Search code examples
c++xmltinyxml2

Find XML element 'start' and 'end' using tinyxml2 (or other C++ XML library)


I am trying to iterate through the elements of an XML document, and firing events on 'start' elements and 'end' elements.

This is pretty straight-forward in using Python's lxml module, and there is even another question on SO regarding this:

Using Python's xml.etree to find element start and end character offsets

#!/usr/bin/python
import re, sys
from lxml import etree
from StringIO import StringIO

dtd = etree.DTD (open (sys.argv [1], "r"))
xml = etree.XML (open (sys.argv [2], "r").read ())
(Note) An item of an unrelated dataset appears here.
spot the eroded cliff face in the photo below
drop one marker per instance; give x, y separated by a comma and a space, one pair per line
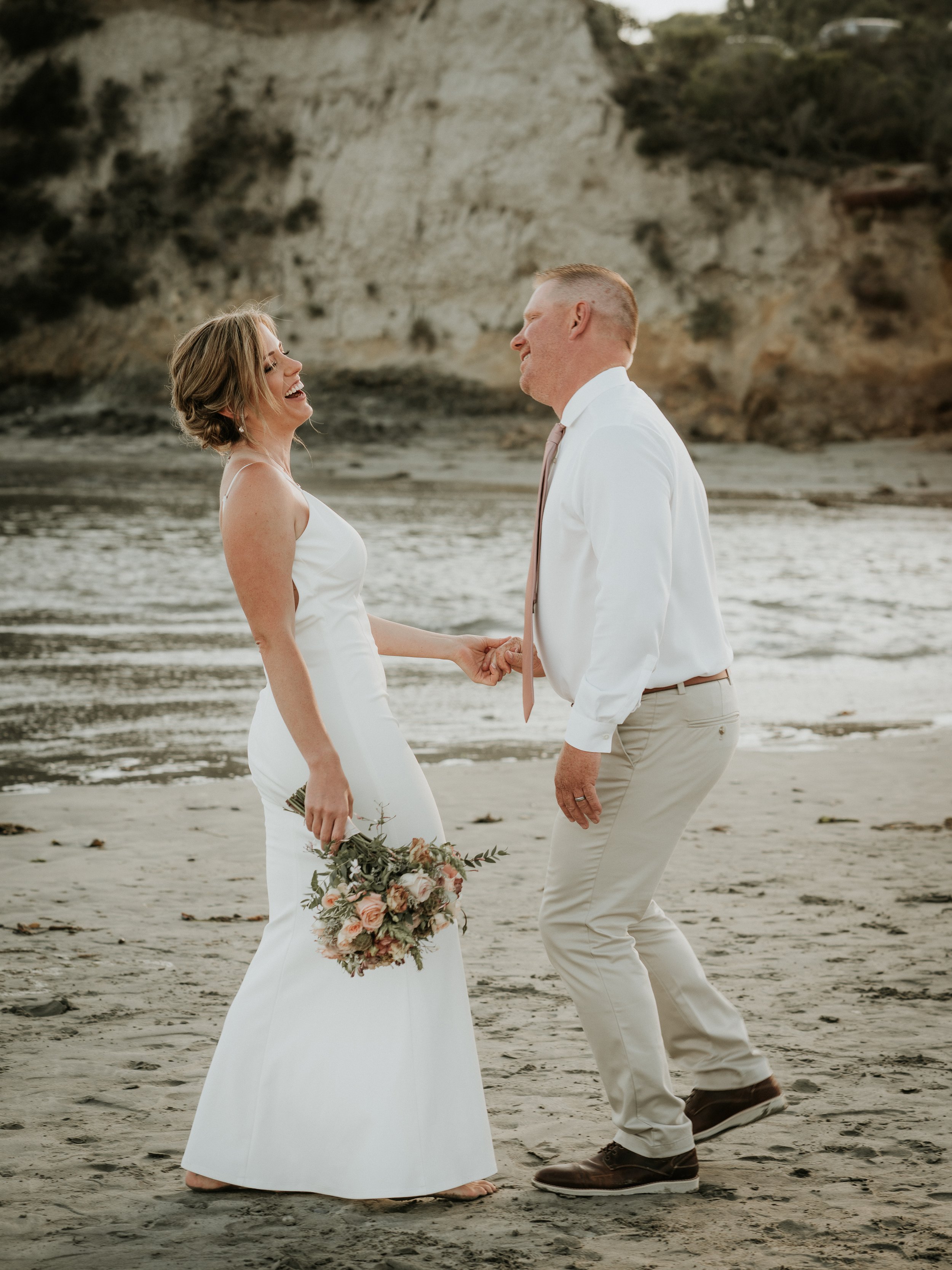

result = dtd.validate (xml)
for error in dtd.error_log.filter_from_errors():
    print(error.message)
    print(error.line)
    print(error.column)

if result == True :
    for event, elem in etree.iterwalk (xml, events=('start', 'end')) :
        if event == 'start' :
            print 'starting element:', elem.tag
        elif event == 'end' :
            print 'ending element:', elem.tag
            if elem is not xml :
                print elem.tail

I would like to do essentially the same thing using the tinyxml2 C++ XML library, but I have not had any luck with this so far [specifically finding closing tags].

I prefer tinyxml2 as it is 'tiny', but I am open to other C++ XML libs if they can achieve this end (more easily).

If there is a better way to fire events on 'end tags' I am open to that as well.


Solution

  • tinyXml2 offers a very basic(and very fast) implementation to parser and navigate inside a xml structure. RapidXML is likely faster but it has the same basic behavior.

    I suggest if it is enterily mandatory catching event (start and end) use Xerces because SAXParser allows catching when the parser is inside an xml element and when it exits from the element also. The great inconvenience, in my humble opinion, is the compilation under MSVC, it is damned tedious because you must compile the apache commons in C++, but under gcc environment I think is trivial in comparission. GoodLuck!